Avon author Lee Weeks publishes her 4th novel Kiss & Die this month. Once again featuring Hong Kong detective Johnny Mann, Kiss & Die follows a serial killer who appears to be a woman – her target, adulterous businessmen. Yet again, another nerve-shredding thriller from the bestseller Weeks and is perfect for fans of Karen Rose and James Patterson.
Killer Reads caught up with Lee for a quick chat.
Killer Reads: Who is Lee Weeks?
Lee Weeks: I was the youngest of three daughters. My father was a policeman and my mother was a nurse. It was a difficult childhood spent continually moving. I went to eight schools, lastly a convent, before coming to a mutual agreement with the nuns that it was time I left. I came out with one GCSE in Art and was accepted to Art college to do a foundation course. I dropped out and went to Sweden to work as an au pair for a year. After returning briefly, I headed towards a kibbutz in Israel, without a map, and didn’t get further than France. After France I stayed for six months in England taking a job as a hotel receptionist in Widecombe-in-the moor. I was given the sack after being accused (falsely) of Witchcraft – I went to live in a small Bavarian village in Germany and worked there as a barmaid before also being given the sack for being a witch! I moved to Munich, worked as a cocktail waitress before moving on to an American army base to live. I worked in a nearby town as a Disc Jockey. I returned home to take my missing GCSEs in a year and three A levels. Then, I headed off to Hong Kong where I lived for over a year and worked as a model and nightclub hostess. It was there that my, already evident, drug problem escalated when I was sold the local equivalent of amphetamine which turned out to be heroin. My supplier, Teresa, owed the triads money and I became part of the debt. After nine months of addiction, and reaching a near death situation, my life turned a corner and I decided to stop all drugs and to put my past behind me. I went into hiding, moving from hotel to hotel to escape Teresa. After three months, when I was at the end of my methadone program, I was rescued from the triads’ debt by a prominent member of Hong Kong society, with whom I had an affair. I was allowed to leave Hong Kong. Returning to live in London, I moved in with an old college friend, fell pregnant and married. I had a second child four years later. I have had many careers: fashion/photographic model ( from the age of sixteen.) Desert chef ( making puddings for a restaurant in Exeter whilst at college) English teacher to foreign students. Personal trainer and aerobics teacher. I now live in Devon with my two children.
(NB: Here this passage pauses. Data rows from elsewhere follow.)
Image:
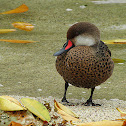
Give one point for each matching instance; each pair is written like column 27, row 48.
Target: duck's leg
column 89, row 101
column 64, row 97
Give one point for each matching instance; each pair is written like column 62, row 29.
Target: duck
column 84, row 60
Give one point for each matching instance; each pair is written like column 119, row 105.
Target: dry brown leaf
column 100, row 123
column 20, row 9
column 23, row 26
column 2, row 31
column 63, row 113
column 123, row 114
column 14, row 124
column 18, row 41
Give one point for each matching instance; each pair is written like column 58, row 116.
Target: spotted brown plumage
column 88, row 63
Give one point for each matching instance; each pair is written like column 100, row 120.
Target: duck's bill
column 67, row 46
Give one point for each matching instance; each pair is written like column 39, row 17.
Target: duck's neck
column 84, row 40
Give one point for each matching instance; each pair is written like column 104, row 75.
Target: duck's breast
column 83, row 67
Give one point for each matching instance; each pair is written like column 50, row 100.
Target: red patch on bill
column 70, row 44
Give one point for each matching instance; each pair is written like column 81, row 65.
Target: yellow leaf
column 66, row 113
column 123, row 114
column 118, row 60
column 36, row 108
column 17, row 41
column 8, row 103
column 100, row 123
column 23, row 26
column 6, row 30
column 20, row 9
column 116, row 41
column 14, row 124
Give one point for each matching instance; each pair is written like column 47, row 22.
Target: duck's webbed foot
column 90, row 103
column 64, row 100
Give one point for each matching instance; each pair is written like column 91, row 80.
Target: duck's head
column 81, row 34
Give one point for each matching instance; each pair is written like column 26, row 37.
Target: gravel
column 107, row 110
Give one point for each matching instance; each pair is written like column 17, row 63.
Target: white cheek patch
column 84, row 40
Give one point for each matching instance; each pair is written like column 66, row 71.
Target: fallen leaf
column 65, row 109
column 100, row 123
column 17, row 41
column 36, row 108
column 123, row 114
column 23, row 26
column 14, row 124
column 118, row 60
column 20, row 9
column 124, row 123
column 8, row 103
column 64, row 113
column 6, row 30
column 116, row 41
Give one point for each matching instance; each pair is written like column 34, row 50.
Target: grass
column 25, row 68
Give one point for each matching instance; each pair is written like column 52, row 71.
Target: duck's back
column 83, row 66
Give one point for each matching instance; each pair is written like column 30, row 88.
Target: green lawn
column 25, row 68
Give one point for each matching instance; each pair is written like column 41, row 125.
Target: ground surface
column 29, row 69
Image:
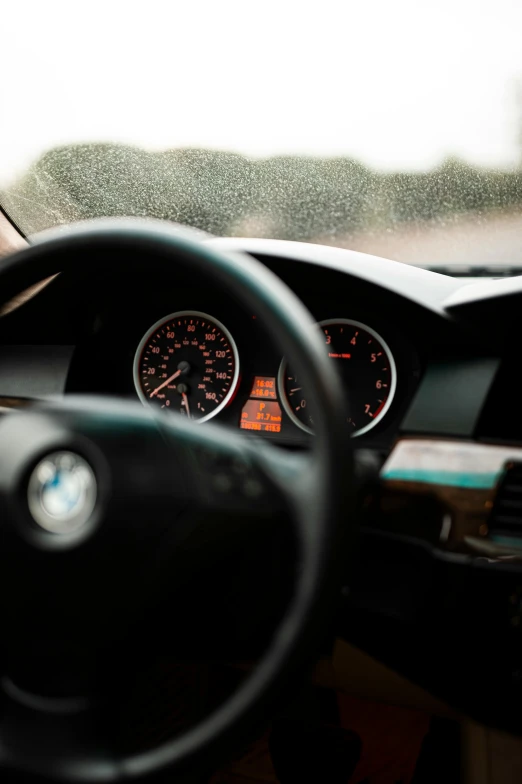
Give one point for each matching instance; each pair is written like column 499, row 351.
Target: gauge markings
column 182, row 369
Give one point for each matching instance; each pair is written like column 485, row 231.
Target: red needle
column 185, row 403
column 173, row 376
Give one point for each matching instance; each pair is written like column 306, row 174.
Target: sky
column 398, row 84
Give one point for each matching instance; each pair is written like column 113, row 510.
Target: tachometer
column 367, row 369
column 187, row 362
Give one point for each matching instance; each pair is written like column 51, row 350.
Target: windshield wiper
column 479, row 271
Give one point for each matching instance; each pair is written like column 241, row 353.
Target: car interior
column 375, row 604
column 260, row 447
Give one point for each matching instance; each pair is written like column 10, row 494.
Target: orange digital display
column 265, row 387
column 261, row 415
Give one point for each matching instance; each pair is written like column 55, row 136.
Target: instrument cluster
column 188, row 361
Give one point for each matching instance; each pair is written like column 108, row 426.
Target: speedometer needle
column 185, row 403
column 172, row 377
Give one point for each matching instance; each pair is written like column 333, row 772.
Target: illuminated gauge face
column 367, row 370
column 187, row 362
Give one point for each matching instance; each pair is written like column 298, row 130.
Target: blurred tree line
column 287, row 197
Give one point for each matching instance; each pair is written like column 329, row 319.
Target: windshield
column 392, row 128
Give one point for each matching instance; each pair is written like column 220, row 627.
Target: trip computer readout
column 262, row 412
column 264, row 387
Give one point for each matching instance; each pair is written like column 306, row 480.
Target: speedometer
column 367, row 369
column 187, row 362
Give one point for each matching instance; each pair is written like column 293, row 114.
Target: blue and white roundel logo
column 62, row 492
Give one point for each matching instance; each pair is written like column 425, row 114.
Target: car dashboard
column 126, row 336
column 428, row 365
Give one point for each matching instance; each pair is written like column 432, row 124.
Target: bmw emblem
column 62, row 492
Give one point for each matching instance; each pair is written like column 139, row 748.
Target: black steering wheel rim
column 292, row 327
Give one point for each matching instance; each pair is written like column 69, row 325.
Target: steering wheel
column 70, row 591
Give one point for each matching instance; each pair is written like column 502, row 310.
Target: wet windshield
column 392, row 128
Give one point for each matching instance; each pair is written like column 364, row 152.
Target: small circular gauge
column 187, row 362
column 367, row 369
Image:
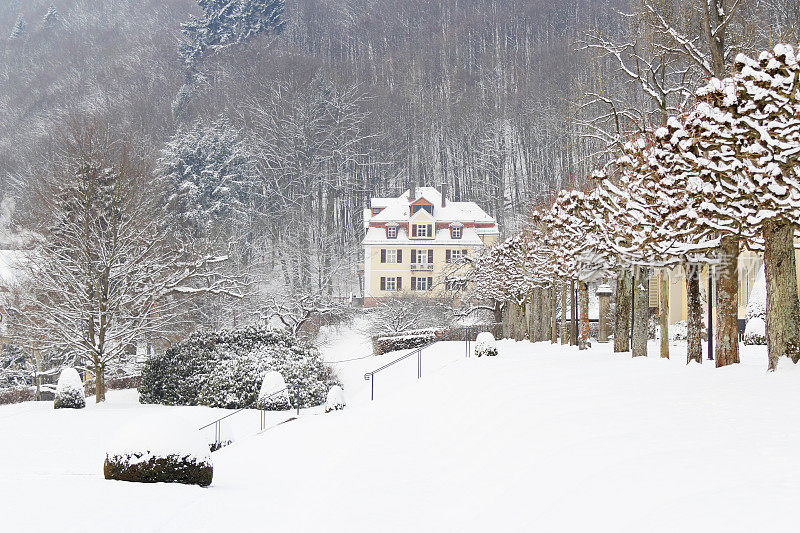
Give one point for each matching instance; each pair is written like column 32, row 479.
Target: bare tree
column 105, row 274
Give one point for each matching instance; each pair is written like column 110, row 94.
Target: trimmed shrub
column 69, row 391
column 160, row 450
column 485, row 344
column 407, row 340
column 225, row 369
column 273, row 395
column 17, row 395
column 335, row 400
column 756, row 331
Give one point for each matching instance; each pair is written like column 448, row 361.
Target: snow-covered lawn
column 540, row 438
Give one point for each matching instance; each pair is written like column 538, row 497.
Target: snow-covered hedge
column 755, row 331
column 69, row 391
column 162, row 449
column 226, row 368
column 273, row 395
column 485, row 344
column 335, row 401
column 407, row 340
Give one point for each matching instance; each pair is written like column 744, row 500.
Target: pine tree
column 227, row 22
column 20, row 28
column 51, row 19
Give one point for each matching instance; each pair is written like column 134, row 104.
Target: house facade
column 412, row 241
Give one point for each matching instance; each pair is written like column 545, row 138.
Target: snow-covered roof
column 397, row 209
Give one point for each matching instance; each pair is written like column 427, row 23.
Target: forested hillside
column 507, row 102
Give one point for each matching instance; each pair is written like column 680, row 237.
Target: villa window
column 391, row 256
column 422, row 230
column 421, row 284
column 454, row 256
column 391, row 284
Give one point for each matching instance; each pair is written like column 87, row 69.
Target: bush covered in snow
column 755, row 331
column 162, row 449
column 273, row 395
column 407, row 340
column 69, row 391
column 335, row 401
column 225, row 369
column 485, row 344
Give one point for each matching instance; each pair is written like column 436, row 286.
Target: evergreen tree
column 227, row 22
column 19, row 28
column 51, row 18
column 208, row 169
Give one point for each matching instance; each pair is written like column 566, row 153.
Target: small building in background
column 411, row 243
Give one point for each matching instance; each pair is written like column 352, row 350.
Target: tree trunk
column 573, row 341
column 664, row 312
column 728, row 302
column 498, row 319
column 694, row 322
column 583, row 295
column 530, row 315
column 641, row 312
column 554, row 314
column 508, row 324
column 519, row 322
column 100, row 383
column 783, row 305
column 622, row 315
column 564, row 333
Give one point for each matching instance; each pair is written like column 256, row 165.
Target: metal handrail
column 218, row 422
column 370, row 376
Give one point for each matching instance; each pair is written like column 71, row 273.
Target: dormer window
column 422, row 230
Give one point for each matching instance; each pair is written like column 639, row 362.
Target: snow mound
column 335, row 400
column 160, row 448
column 69, row 391
column 273, row 396
column 756, row 331
column 485, row 344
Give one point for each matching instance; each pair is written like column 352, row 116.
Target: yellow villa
column 411, row 240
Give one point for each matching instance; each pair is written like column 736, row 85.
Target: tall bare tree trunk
column 728, row 302
column 564, row 333
column 498, row 319
column 641, row 311
column 622, row 315
column 553, row 313
column 694, row 322
column 583, row 295
column 508, row 321
column 519, row 322
column 783, row 305
column 573, row 341
column 100, row 383
column 664, row 312
column 530, row 315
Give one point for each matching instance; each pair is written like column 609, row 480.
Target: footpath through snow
column 539, row 438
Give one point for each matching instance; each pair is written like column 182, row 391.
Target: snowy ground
column 540, row 438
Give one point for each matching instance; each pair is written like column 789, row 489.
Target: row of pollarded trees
column 709, row 183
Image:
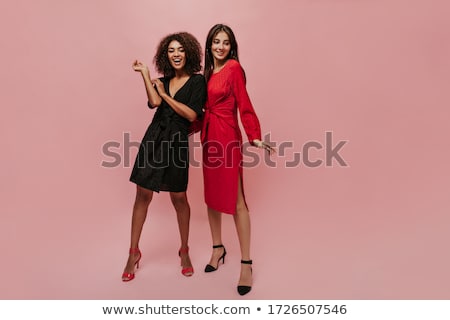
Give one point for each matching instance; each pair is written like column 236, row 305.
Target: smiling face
column 220, row 47
column 176, row 55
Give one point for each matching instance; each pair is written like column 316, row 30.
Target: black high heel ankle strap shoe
column 243, row 290
column 210, row 268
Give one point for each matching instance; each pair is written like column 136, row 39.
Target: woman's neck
column 180, row 74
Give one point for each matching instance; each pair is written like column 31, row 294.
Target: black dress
column 162, row 163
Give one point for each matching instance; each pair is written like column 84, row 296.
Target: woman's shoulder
column 233, row 64
column 197, row 78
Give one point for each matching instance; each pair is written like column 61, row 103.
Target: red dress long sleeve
column 221, row 136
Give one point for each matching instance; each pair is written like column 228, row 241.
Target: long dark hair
column 209, row 59
column 191, row 47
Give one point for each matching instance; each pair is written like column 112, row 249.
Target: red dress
column 221, row 137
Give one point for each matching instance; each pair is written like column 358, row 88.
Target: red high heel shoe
column 130, row 276
column 188, row 271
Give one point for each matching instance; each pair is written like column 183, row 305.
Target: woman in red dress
column 222, row 146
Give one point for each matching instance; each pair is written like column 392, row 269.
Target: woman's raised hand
column 139, row 66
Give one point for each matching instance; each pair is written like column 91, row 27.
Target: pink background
column 375, row 73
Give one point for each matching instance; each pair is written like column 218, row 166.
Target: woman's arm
column 154, row 98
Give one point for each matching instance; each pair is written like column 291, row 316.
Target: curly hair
column 191, row 47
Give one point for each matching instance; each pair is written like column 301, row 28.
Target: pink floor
column 374, row 73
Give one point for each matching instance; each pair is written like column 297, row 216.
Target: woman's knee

KR: What is your writing schedule?
LW: I just to do as much as possible every day – it is never a chore. I make use of the different times of day when my brain is working in different ways and with variable energy levels – i.e. in the middle of the night a solution to a problem will come and I have to get it down. Or a tricky scene will sort itself out in the middle of the day when I’m walking the dogs. Before lunchtime is an energetic time to put in the thousand plus words. The afternoon is a good time to research and expand ideas for sub plots, characters, – mull things over. After five pm is a useful time for writing a descriptive scene (sometimes after a glass of wine). In bed is a great time to edit.
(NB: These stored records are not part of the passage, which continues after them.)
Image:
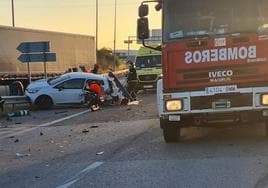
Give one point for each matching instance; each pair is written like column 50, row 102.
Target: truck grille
column 235, row 100
column 148, row 77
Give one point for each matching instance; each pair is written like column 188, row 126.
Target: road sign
column 29, row 47
column 40, row 57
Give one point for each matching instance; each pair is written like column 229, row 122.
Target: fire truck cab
column 214, row 61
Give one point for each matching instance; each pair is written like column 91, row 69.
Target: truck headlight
column 264, row 99
column 174, row 105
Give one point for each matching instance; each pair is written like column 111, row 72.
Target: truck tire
column 16, row 88
column 171, row 132
column 43, row 102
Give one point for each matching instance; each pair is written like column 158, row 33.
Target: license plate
column 148, row 86
column 220, row 89
column 174, row 118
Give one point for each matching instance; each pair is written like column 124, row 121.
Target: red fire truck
column 214, row 60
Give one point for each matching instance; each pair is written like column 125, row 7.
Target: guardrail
column 13, row 100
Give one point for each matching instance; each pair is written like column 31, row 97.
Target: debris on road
column 100, row 153
column 133, row 103
column 61, row 112
column 94, row 126
column 23, row 155
column 85, row 131
column 19, row 113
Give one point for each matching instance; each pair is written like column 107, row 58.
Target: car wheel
column 171, row 132
column 43, row 102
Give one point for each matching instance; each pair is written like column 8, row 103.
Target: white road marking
column 79, row 175
column 46, row 124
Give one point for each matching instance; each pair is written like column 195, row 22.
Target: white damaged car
column 68, row 88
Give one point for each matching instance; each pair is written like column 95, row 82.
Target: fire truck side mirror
column 143, row 31
column 143, row 11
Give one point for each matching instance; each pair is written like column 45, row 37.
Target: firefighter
column 132, row 81
column 95, row 69
column 95, row 96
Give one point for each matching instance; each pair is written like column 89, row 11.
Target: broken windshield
column 209, row 17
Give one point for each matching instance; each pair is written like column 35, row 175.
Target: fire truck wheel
column 43, row 102
column 171, row 134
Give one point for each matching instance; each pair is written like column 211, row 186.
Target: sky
column 78, row 16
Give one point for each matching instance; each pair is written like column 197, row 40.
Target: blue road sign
column 29, row 47
column 41, row 57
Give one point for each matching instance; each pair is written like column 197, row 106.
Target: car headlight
column 32, row 90
column 264, row 99
column 174, row 105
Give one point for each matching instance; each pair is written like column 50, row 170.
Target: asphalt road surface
column 124, row 147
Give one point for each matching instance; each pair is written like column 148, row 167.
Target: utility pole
column 13, row 17
column 114, row 34
column 128, row 42
column 97, row 28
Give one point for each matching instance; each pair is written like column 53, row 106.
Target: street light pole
column 13, row 17
column 97, row 28
column 128, row 42
column 114, row 34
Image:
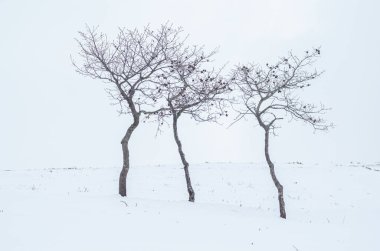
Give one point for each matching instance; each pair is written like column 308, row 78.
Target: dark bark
column 183, row 159
column 124, row 144
column 278, row 185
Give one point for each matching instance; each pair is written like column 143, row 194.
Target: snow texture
column 330, row 207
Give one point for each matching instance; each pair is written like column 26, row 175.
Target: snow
column 329, row 207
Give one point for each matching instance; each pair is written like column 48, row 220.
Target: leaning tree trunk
column 124, row 144
column 278, row 185
column 183, row 159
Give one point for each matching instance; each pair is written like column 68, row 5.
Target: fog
column 53, row 117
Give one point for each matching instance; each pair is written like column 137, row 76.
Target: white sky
column 53, row 117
KR: Is writing an enjoyable experience for you? Please compare to your previous occupations.
LW: I was one of those annoying children that, when you came to my house, you had to listen to one of my poems. I have written poetry, prose, short stories, all my life. I have used it as a vehicle of expression and escapism. I have only ever wanted to be a writer. I have often put myself in difficult situations in order to write about them eg – one way tickets and no money! I paint. But, it doesn’t given me the same level of satisfaction. When I finish a painting I look at it and think – how did that happen? Whereas, when I write, I agonize and excite over every word. I know how it happened. I feel a far greater sense of achievement. Everything about writing brings me joy. It allows me to be myself.
KR: Do you have much of an outline when you start or do you just wing it?
LW: I am a plot led person so my outline is very important to me. I can’t bear not having a good ending and I need to plan for that all along the way.
KR: How have your friends & family reacted to your success as an author?
LW: Most of my family and friends say when they see the book on the shelves they are so proud they feel as if they’ve written it themselves.
KR: What is your number one tip for any budding writers?
LW: Get tough on yourself: study it, plan it, do it!